Windows Azure introduced concepts of fault and upgrade domains. Fault domains are related to the physical deployment of the roles whereas upgrade domains are related to the logical deployment of the roles.
Fault domains define a physical unit of deployment for an application. The fault domain concept has been introduced for Windows Azure to provide high availability services and to reduce single points of failure (servers, rack of servers, switches) in a data center. In Windows Azure, a rack of computers is indeed identified as a fault domain.
Service instance allocation to a specific fault domain is determined by Windows Azure at deployment time and cannot be controlled by a service owner. By placing fault domains in separate racks of computers, you separate service instances deployment to hardware well enough that it’s unlikely all would fail at the same time.
Note that to get guaranteed SLA at a level of 99.95% you have to have two or more role instances in different which will be deployed to different fault domains. You can find more on Cloud Service SLA at Service Level Agreements page.
Upgrade domains define a logical unit of deployment for an application. The upgrade domain concept has been introduced for Windows Azure to provide high availability services during an upgrade of an application.
The number of upgrade domains can be configured as a part of the service definition file (
.csdef). The default number of upgrade domains is 5, and the maximum is 20.

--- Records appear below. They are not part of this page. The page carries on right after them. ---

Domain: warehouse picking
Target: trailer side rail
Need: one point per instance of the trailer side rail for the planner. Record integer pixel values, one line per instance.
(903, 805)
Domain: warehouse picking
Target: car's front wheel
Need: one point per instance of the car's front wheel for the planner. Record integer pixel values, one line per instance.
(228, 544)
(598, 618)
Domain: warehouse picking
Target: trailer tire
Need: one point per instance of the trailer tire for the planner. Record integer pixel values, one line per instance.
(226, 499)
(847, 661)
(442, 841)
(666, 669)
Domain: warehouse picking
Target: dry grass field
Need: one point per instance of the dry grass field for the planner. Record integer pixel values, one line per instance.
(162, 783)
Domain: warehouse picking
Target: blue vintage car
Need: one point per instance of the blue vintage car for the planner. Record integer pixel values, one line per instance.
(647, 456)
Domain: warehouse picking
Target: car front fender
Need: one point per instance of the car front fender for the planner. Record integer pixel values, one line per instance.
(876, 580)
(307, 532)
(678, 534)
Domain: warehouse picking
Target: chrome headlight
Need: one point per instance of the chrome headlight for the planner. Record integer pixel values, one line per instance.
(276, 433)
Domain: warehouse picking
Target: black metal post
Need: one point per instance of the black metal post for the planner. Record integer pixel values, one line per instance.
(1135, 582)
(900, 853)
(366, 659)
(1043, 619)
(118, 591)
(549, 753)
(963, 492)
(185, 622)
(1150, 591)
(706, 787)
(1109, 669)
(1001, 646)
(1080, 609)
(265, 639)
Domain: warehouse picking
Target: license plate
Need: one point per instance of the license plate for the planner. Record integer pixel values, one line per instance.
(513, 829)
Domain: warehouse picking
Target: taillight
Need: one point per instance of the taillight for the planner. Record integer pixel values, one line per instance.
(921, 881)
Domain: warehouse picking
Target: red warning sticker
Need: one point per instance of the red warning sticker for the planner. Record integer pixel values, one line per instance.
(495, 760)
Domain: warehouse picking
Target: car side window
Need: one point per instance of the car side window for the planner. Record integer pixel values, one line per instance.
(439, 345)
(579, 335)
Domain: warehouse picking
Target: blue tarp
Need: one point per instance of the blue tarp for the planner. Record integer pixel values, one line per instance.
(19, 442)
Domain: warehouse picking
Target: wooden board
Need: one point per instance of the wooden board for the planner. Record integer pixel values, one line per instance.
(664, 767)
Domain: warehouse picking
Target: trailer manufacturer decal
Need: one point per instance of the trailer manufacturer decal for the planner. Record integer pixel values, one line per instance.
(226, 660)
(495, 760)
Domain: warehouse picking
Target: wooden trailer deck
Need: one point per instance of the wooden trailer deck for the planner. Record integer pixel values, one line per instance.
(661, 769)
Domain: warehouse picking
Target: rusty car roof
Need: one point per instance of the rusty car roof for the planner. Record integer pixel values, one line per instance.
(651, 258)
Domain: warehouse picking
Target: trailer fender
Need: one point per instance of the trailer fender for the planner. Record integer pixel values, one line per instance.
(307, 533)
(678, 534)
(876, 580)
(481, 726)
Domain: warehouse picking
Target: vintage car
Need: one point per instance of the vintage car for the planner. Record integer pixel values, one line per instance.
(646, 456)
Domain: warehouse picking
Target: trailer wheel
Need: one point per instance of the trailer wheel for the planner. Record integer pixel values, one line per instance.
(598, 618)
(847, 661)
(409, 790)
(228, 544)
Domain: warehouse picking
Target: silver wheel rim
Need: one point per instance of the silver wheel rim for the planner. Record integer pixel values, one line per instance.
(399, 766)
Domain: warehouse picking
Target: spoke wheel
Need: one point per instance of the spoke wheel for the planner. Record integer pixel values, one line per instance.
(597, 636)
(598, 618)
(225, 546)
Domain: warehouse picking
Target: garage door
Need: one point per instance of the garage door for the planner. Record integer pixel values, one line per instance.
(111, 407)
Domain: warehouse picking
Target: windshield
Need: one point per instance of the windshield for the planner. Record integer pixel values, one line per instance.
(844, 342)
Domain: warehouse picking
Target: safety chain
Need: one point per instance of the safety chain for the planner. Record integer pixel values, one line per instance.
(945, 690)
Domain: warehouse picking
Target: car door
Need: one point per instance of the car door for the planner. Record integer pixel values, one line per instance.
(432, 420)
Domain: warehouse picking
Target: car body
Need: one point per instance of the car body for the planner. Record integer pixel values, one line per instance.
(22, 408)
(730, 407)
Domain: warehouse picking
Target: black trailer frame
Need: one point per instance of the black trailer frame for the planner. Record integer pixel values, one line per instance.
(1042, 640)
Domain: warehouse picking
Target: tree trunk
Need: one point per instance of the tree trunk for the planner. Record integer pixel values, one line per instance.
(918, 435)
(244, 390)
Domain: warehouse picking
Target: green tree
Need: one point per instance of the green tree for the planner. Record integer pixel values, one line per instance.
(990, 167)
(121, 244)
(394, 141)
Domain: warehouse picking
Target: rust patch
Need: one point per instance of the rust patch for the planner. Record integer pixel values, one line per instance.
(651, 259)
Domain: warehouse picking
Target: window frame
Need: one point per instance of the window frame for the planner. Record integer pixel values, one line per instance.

<ServiceDefinition name="service-name" xmlns="http://schemas.microsoft.com/ServiceHosting/2008/10/ServiceDefinition" schemaVersion="version" upgradeDomainCount="number-of-upgrade-domains"> <!-- .... --> </ServiceDefinition>
Windows Azure distributes instances of a role evenly (when possible) across a set number of upgrade domains. For example, if the default number of upgrade domains is used and a service has five instances, each instance will be assigned to an individual upgrade domain. In the case of a service having ten instances, each upgrade domain will have two instances. In the case of a service having 14 instances, the first four upgrade domains will have three instances, and the last one will have two instances.
Note that Windows Azure determines a service instance allocation to a particular upgrade domain at deployment time and the service owner can not control it.
Note that number of upgrade domains does not have to equal to the number of fault domains so a single application could exist in several upgrade domains but only deployed to two separate fault domains.
How a deployment proceeds
During deployment all instances of the upgraded role that belongs to the first upgrade domain are stopped, upgraded, and brought back online. Once they are back online, the process is repeated for the second upgrade domain (all roles stopped, upgraded and brought back online), the third upgrade domain and so on until all instances in all upgrade domains have been upgraded.
The screenshots below present Windows Azure portal - cloud service instances screen - during an upgrade of a service with three instances and 5 (default value) upgrade domains.
Please note that during deployment you can decide whether you want to update all of the roles in your service or a single role in the service.